During the third quarter, household balance sheets moved forward with increases in household net worth, declines in debt, and a small drop in the personal savings rate. These are favorable improvements that will help housing demand in 2013.
To evaluate the status of household balance sheets, NAHB has been tracking two key economic variables that are critical for a robust and sustainable rebound in housing and the economy as a whole: the ratio of household net worth to disposable income (NW/DPI) and the personal savings rate.
The NW/DPI ratio can be thought of as a measure of the health of household balance sheets. It tells us how much household wealth exists relative to available income. After recent data revisions, over the 1982 to 2007 year period, this measure had an average of 5.24 (i.e. households, in aggregate, typically possessed total wealth equal to their current disposable income multiplied by 5.24).
In early 2006, this ratio peaked at a value of 6.52. It then fell to 4.78 at the beginning of 2009, as housing price and stock market declines took a toll on household wealth.
The personal savings rate tends to be negatively correlated with NW/DPI, rising as household balance sheets deteriorate and falling as they improve. In turn, the personal savings rate has an important effect on macroeconomic growth, with a rising savings rate holding back short-run growth due to declining consumption.
The graph above plots the current value of NW/DPI (red line) and the 25-year average (1982-2007) (green line). The blue line charts the personal savings rate. Household net worth data are from the Federal Reserve’s Flow of Funds and the savings rate and disposable income data come from the Bureau of Economic Analysis National Income Product Accounts.
Household balance sheet repair, which is accomplished in part by household deleveraging as families default on loans, pay down debts and build up savings, moved forward in the third quarter of 2012. While there has been a general trend of an increasing NW/DPI ratio since early 2009, there have been ups and downs in this process due to stock market and other asset value fluctuations.
As of the third quarter of 2012, the NW/DPI measure stood at a value of 5.43 (plotted on the right axis of the chart above). This level remains above the historical average of 5.23, as can be seen at the end of the graph where the red line remains above the green line.

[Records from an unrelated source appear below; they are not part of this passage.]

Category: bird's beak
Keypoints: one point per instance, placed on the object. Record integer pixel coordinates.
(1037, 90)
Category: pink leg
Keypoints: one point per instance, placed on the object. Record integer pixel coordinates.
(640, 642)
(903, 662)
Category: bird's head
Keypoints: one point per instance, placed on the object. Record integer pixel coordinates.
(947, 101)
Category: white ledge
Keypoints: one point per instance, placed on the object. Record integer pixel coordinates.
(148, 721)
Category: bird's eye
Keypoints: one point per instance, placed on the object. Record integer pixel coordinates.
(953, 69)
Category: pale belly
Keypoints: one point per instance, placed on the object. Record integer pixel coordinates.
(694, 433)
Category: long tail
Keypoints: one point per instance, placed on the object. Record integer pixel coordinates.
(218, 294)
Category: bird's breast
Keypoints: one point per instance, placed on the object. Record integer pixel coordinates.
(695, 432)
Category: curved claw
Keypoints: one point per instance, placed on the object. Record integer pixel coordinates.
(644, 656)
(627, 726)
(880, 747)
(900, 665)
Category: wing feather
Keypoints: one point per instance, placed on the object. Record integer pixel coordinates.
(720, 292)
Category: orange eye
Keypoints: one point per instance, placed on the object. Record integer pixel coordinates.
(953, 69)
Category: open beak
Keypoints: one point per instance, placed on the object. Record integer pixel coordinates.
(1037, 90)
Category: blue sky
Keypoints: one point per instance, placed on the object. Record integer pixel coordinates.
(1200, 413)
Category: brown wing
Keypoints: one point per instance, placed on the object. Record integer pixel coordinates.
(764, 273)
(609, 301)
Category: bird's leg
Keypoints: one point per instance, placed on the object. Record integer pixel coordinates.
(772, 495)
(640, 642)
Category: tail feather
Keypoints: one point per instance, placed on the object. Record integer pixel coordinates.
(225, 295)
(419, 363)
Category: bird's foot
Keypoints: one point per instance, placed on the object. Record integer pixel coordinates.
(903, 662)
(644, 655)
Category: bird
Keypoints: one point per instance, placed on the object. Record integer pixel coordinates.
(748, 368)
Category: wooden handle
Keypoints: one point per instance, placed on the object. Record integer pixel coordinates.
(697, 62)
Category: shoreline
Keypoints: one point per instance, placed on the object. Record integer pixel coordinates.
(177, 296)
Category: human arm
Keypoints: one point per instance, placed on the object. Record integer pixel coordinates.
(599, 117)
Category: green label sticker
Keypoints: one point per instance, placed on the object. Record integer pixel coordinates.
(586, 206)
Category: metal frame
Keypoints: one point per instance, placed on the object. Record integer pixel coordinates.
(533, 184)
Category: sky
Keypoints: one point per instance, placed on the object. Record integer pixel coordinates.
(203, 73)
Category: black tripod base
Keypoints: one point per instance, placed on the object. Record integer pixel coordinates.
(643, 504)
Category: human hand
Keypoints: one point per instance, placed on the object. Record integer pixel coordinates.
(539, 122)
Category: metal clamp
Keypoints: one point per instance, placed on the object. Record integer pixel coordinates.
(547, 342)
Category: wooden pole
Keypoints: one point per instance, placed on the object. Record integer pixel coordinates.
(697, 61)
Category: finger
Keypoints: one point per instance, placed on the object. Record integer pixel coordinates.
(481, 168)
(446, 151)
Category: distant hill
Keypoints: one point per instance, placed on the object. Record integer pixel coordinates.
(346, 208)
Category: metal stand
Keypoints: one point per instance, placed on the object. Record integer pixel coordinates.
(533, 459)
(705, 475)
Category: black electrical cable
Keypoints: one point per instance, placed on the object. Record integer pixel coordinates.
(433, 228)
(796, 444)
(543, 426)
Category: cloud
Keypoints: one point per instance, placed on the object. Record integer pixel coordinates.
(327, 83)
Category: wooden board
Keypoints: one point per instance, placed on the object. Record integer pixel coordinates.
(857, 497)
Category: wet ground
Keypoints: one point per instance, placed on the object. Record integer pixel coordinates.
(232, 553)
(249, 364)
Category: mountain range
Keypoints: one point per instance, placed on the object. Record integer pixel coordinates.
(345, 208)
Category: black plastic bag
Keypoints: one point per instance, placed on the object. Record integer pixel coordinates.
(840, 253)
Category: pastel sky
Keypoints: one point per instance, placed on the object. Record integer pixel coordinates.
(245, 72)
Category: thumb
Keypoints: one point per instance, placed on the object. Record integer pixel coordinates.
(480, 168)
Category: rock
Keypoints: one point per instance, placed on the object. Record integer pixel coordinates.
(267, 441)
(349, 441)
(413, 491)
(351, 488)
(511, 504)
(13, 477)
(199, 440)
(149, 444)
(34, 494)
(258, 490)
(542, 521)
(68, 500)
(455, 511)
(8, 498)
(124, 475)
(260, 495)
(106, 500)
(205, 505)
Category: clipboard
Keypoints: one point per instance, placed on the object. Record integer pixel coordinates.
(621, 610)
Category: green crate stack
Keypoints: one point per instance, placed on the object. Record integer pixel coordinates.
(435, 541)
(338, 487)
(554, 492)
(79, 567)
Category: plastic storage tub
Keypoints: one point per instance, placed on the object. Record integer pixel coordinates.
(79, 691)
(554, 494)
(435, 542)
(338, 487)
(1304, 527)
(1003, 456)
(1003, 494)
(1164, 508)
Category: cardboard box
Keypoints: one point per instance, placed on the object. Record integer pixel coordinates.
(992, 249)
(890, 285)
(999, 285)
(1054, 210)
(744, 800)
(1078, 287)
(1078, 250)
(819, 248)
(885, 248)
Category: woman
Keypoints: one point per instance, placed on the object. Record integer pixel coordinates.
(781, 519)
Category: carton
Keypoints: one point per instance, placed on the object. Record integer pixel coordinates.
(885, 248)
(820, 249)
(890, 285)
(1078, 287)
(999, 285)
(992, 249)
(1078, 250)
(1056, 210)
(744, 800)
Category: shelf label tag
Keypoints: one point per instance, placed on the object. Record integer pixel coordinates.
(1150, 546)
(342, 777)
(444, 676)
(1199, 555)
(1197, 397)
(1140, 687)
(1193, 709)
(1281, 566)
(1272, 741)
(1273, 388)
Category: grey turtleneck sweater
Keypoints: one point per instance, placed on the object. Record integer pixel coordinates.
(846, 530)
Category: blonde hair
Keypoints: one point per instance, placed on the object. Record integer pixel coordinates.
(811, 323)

Given the ups and down of the NW / DPI, a four-quarter moving average may be able to provide a smoother reflection of where we stand. Currently, the four-quarter moving average stands at 5.33, slightly above the historical average. This suggests that household balance sheet repair may be coming to a close, with the end of the process determined by how much demographic change in the U.S., particularly the aging of the population, has moved the new “normal” for balance sheets from the historical average. The required level is likely higher, but it is not clear by how much.
Nonetheless, because of the recent increases in household net worth, the personal savings rate has fallen. After reaching 6.2% in mid-2009, the savings rate now stands at 3.6%, only slightly higher than the post-Great Recession low of 3.4% set during the final quarter of 2011. We expect the rate to continue its general decline to a rate around 3.5%, which will lead to increases in personal consumption expenditures.
Additionally, Flow of Funds data from the second quarter of 2012 show that total home mortgage debt continues to decline. Since the first quarter of 2008, home mortgage debt has declined 10.8% or $1.146 trillion. The value of real estate owned by households has fallen by a net 14% over the same period.
But rising home prices in some parts of the country (as seen by the uptick in the green line below) are causing aggregate home equity to grow. As a result, total household equity as a share of real estate value has increased to 45% after hovering near 40% for several quarters.